We tore ourselves away to queue for the much talked about Shopping and F***ing, or just 'Shopping!' as the timid stewards shouted out. The play was well acted by the five cast members but contained a bit too much superfluous sex for our liking. Leaving a bit to the imagination might have been more effective.

After the play, we found a bargain place for dinner. Hendersons, a vegetarian restaurant, situated near the Assembly Rooms have a wide choice of wholesome foods such as lasagne, pasta, moussaka and salads. Dinner for two including salad, a pot of tea and drinks came to just £10.00.

Once again, we were lured back to the Old Town to watch the street entertainment. Have I mentioned how marvellous it is? This is one of the most excellent aspects of the Fringe and you don't even need to pay to take part. Just have a coffee in a street café and enjoy the passing spectacle. Seeing these 'tasters' is also a great way to decide what you pay to see the following day. We were fortunate in this instance to catch the cast of DIY Musicals performing some of their songs and dances - a great pull for many punters. Further along the road there was a Spice Girl wannabe dance troupe called Nice Girls. Decked out in brightly coloured plastic dresses and trousers with bikini tops, they attracted a highly vocal following.

At 11:30pm, we moved on to the Courtyard to see a clever cabaret ensemble called The River Merchant's Wife. The performance encompassed mime, dance, song, poetry and story-telling. The atmosphere also added to this sensual, theatrical experience. Our 'seats' were perched atop bales of hay in an outside courtyard surrounded by burning joss sticks. We could still smell the hay-and-joss concoction later in our sleep.

Day Three - Wednesday

Our last morning was eaten into by a new luggage ordeal - checking out of the hotel and getting our bags to the airport. Despite this, we did manage to see another enjoyable Short Story reading.

In the afternoon, suffering slightly from spectator fatigue, we decided to play tourists for awhile. One of the greatest aspects about this festival is the city that plays host to it. What better setting to spend a few days' break but beautiful Edinburgh? There is so much to see and do here in addition to the festival activities. As usual, we were pressed for time so we limited our tourist run to grand-daddy attraction, Edinburgh Castle. For an entry fee of £5.50, you gain access to the castle and all its grounds as well as a choice of free audio or guided tours. We found the audio tour, available in several languages, quite adequate on its own, with plenty of history and commentary.

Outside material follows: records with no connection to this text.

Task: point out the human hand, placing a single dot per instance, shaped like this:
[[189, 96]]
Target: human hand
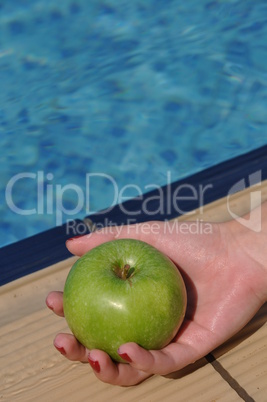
[[224, 289]]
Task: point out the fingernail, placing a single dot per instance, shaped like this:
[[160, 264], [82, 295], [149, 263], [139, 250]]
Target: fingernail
[[61, 350], [94, 364], [124, 356], [75, 237], [50, 306]]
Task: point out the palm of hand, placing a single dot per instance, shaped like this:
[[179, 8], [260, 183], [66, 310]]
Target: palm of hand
[[217, 277]]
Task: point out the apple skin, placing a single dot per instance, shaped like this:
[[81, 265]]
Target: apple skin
[[104, 311]]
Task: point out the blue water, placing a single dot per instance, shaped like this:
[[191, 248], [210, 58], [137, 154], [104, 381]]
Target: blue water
[[135, 92]]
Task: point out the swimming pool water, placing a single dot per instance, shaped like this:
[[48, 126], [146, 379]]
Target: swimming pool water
[[134, 92]]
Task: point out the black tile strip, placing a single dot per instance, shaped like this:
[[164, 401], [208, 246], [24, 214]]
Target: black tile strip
[[47, 248], [229, 379]]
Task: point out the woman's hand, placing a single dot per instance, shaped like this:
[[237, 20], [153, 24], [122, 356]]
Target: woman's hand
[[226, 285]]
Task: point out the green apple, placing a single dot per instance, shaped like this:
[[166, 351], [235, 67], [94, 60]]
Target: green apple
[[124, 291]]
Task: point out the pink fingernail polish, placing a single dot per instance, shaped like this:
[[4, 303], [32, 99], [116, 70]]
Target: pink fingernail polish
[[125, 357], [61, 350], [94, 364], [75, 237], [50, 306]]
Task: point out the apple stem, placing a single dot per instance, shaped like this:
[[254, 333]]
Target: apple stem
[[124, 273]]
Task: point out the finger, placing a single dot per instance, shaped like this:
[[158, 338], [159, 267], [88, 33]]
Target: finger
[[172, 358], [54, 301], [113, 373], [81, 244], [69, 347]]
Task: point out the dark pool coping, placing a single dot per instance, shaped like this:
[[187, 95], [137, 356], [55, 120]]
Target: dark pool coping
[[42, 250]]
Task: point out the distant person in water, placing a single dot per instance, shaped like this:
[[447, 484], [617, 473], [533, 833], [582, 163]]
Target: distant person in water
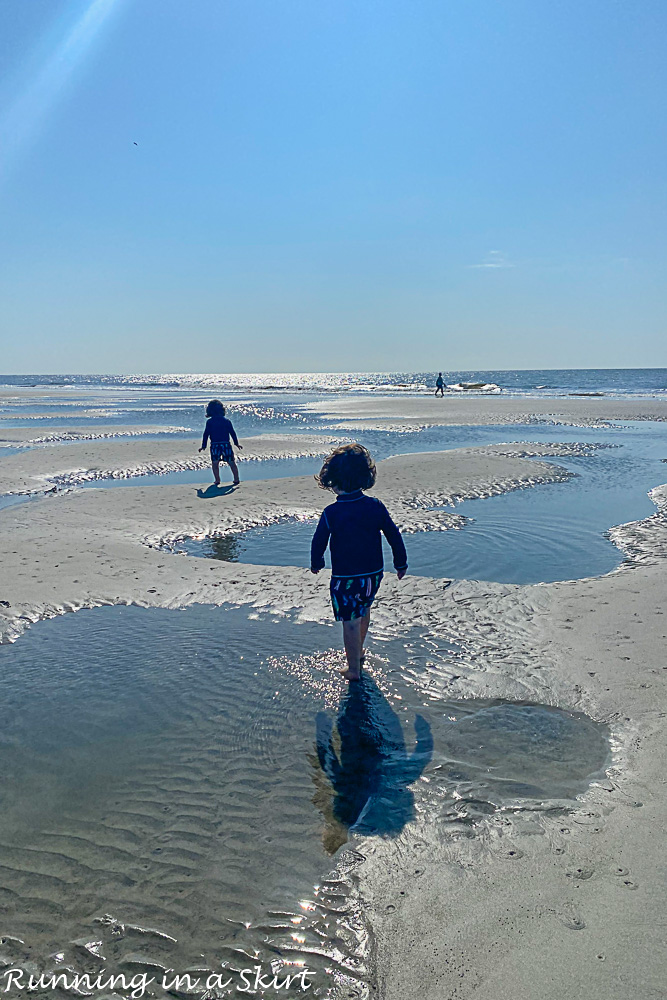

Edinburgh Castle is really absorbing - it absorbed five hours of our day alone! During that time, we also managed to visit the Scottish War Museum and the Scottish Crown Jewels, housed on site. And we left feeling much better educated about Scotland and the city that plays host to the 'world's largest arts festival'. A very pleasant and informative way to spend our last hours in Edinburgh before dashing off to the airport to catch our plane and a much needed nap!